The primary drawback of living in an automobile dependent community is that we need to be fit to drive our vehicle at any time. Emergencies by their very nature can occur when we least expect them and immediate access to transportation may be critical for dealing with them, especially if we have children. For those of us that like to relax with a few drinks, that can be very problematical when the rapid availability of taxis is not an option.

A simple accident or illness can leave us housebound, unable even to get to the doctor's or fill our drug prescription by ourselves. When we live in an automobile dependent community any incapacity that stops us from being able to drive makes us reliant on others. Asking others for help can be quite hard enough, especially for independent people or those used to being the one others seek help from. If the situation lasts any length of time, are our friends and family going to start trying to avoid our phone calls? None of us like being a burden on those we care about. But feeling as though we are a prisoner in our own home is not much better.

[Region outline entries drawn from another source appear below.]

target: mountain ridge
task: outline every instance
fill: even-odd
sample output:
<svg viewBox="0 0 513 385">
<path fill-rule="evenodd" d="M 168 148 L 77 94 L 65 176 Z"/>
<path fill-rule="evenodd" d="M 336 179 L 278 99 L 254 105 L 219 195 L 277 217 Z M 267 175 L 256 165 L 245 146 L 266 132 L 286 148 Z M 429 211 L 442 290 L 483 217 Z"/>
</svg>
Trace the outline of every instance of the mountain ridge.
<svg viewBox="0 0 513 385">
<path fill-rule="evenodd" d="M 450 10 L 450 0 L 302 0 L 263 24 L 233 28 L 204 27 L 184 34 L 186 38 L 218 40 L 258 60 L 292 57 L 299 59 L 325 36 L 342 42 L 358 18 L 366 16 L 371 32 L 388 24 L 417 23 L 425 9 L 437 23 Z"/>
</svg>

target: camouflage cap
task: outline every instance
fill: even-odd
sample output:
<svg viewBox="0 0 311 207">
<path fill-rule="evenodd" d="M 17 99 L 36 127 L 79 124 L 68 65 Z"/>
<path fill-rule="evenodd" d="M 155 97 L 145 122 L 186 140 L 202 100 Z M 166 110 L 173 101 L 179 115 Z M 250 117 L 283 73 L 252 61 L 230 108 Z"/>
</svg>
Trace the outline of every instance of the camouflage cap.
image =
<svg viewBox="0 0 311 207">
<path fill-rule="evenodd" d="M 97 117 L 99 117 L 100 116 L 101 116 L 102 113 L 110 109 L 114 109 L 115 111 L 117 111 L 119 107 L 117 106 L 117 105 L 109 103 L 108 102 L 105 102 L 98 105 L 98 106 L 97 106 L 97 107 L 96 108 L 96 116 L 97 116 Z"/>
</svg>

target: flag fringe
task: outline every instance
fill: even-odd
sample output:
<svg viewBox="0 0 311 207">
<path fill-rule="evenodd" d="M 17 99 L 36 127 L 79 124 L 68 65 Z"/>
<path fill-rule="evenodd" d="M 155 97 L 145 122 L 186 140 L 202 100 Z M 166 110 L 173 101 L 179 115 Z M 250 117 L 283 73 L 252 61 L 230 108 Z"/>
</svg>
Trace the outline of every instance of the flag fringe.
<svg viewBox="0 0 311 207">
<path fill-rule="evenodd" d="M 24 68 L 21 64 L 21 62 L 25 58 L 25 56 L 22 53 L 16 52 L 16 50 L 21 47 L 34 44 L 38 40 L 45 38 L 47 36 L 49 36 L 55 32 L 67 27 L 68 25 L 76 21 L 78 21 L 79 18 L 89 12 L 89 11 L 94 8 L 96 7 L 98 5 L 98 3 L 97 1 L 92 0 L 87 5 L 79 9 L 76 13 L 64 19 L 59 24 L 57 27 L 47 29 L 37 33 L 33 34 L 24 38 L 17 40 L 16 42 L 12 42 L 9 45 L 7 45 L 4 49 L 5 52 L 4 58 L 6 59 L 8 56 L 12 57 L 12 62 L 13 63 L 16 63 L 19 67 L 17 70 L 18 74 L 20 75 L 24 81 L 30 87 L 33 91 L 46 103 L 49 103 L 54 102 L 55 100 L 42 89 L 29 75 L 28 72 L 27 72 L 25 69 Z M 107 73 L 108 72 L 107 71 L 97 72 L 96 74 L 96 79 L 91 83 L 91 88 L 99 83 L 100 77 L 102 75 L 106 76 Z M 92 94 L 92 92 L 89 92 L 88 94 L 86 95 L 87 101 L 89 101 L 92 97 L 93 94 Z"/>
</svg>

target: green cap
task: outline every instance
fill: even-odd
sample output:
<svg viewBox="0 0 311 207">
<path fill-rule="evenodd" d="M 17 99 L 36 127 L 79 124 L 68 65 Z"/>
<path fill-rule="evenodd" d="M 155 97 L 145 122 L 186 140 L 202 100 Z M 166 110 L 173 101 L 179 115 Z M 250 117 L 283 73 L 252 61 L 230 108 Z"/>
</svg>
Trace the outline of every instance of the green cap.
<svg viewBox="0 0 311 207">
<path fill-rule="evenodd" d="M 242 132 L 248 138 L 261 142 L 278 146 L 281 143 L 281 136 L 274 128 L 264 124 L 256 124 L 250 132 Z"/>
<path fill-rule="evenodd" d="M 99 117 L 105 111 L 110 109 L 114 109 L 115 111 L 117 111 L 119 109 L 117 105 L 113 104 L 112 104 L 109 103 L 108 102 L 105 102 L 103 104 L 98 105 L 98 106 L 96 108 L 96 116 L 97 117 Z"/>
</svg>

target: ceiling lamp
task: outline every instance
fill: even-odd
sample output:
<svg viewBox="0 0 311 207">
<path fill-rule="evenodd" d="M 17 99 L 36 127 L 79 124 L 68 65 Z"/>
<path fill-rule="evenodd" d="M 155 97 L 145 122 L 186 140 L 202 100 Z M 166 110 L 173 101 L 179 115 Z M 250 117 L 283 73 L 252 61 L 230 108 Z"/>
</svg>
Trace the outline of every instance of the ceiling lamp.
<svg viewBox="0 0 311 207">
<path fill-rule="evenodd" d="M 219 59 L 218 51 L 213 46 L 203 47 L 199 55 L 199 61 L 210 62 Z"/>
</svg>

Nowadays, many of us are concerned about the impact our lifestyles are having on the environment, the size of our ecological footprint. Personal vehicle use is a large part of that footprint. Not being able to use alternatives to our car for some of our travel needs limits how green we can go.

When even going to buy some milk and bread requires a car trip, we can get out of the habit of walking any distance. For those of us less interested in maintaining a vigorous and regular exercise regimen, or finding ourselves without the time due to the combination of work hours and the time it takes to get there and back, we may find our waistlines steadily expanding and our fitness and stamina sharply declining.

A reduction in personal time is another potential drawback to living in an automobile dependent community. Most such are relatively new suburbs on the outskirts of cities and therefore have long journey times to virtually everywhere we might like to go. The longer our travel time, not just to work, but to our entertainment venues or sporting events we like to support from the stands, the less time we have for ourselves.

Last but not least, can we really call automobile dependent communities 'communities'? Do we even know our next-door neighbors, let alone the people a street over? When we drive everywhere we go, we have little opportunity to meet the others in what is meant to be our community. We live in a 'community' of strangers rather than a neighborhood.